À peine le conclave sur les retraites enterré par un échec, le gouvernement repart à la charge. La conférence pour définir l’avenir de notre système social, annoncé en mai par le président Macron, aura bien lieu prochainement, a confirmé ce 29 juin, la ministre en charge du Travail et de l’Emploi, Astrid Panosyan-Bouvet.
« Nous préparons actuellement une grande conférence sociale rassemblant responsables politiques, économistes et partenaires sociaux, pour tracer collectivement l’avenir de notre modèle », a-t-elle indiqué dans un entretien au Journal du dimanche (JDD), invitant à « un débat national lucide, sérieux, apaisé », alors que la Sécurité sociale s’apprête à fêter son 80e anniversaire.

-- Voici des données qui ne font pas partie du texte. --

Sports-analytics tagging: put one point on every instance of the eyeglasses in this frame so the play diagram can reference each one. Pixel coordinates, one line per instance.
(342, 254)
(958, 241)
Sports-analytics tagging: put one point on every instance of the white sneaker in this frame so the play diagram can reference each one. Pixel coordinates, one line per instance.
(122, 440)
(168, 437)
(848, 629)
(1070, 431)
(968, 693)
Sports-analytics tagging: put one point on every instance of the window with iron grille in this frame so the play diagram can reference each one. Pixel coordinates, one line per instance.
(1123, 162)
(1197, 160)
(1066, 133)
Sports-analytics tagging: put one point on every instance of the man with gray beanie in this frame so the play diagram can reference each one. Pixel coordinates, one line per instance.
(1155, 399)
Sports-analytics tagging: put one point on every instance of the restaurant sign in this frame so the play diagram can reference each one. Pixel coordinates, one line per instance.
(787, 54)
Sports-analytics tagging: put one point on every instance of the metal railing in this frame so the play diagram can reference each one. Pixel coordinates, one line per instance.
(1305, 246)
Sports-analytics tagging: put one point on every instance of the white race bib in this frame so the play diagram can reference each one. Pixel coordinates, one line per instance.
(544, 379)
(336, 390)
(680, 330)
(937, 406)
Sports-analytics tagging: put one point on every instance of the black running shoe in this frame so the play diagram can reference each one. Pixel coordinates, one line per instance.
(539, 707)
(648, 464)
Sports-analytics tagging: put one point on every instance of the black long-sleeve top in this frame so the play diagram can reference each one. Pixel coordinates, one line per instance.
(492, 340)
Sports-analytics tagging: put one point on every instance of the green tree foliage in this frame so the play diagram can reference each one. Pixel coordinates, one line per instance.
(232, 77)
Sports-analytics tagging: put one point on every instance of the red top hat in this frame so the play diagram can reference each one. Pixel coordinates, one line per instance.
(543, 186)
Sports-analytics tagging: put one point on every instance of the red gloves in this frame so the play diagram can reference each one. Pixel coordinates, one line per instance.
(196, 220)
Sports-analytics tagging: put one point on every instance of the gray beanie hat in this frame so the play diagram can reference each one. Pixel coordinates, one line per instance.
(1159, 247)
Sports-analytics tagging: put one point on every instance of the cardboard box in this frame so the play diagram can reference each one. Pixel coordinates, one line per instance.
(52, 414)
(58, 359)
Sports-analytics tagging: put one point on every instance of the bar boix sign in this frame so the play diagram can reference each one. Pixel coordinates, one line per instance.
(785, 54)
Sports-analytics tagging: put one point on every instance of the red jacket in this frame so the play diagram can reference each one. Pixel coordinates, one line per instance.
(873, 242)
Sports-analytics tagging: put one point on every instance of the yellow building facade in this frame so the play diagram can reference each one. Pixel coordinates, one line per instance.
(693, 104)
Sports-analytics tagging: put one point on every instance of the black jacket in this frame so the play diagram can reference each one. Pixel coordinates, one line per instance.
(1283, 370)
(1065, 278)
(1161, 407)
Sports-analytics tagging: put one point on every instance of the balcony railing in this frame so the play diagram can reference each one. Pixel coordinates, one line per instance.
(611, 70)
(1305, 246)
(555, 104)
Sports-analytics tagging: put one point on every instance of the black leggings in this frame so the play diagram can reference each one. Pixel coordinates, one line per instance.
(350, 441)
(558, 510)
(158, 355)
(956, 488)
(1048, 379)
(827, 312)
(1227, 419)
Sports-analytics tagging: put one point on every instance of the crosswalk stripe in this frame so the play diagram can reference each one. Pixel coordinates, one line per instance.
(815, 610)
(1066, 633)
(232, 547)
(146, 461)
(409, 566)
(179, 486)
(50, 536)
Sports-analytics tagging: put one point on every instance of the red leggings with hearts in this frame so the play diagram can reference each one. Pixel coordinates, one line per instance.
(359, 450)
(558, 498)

Saucissonner la Sécurité sociale
Emmanuel Macron avait déjà ouvert la porte à des financements alternatifs aux cotisations sociales, dont le patronat réclame la baisse au nom de la compétitivité. En mai, le président avait ainsi plaidé pour « un modèle social qui soit moins financé par le travail et davantage sur d’autres facteurs, en particulier la consommation », relançant la piste d’une hausse de la TVA.
Dans son entretien au JDD, la ministre du Travail estime aussi que parmi les trois questions qui, selon elle, devront être abordées lors de la conférence nationale, figurent celle du « périmètre de ce que nous souhaitons continuer à financer par le travail » et celle d’un « financement alternatif » si « certaines charges ne sont plus portées par le travail ». Pour y répondre elle évoque une autre piste promue par une partie du patronat, celle d’un découpage de la protection sociale qui couvre actuellement l’ensemble des besoins, en critiquant le financement par les cotisations « des risques dits universels, santé dépendance famille ».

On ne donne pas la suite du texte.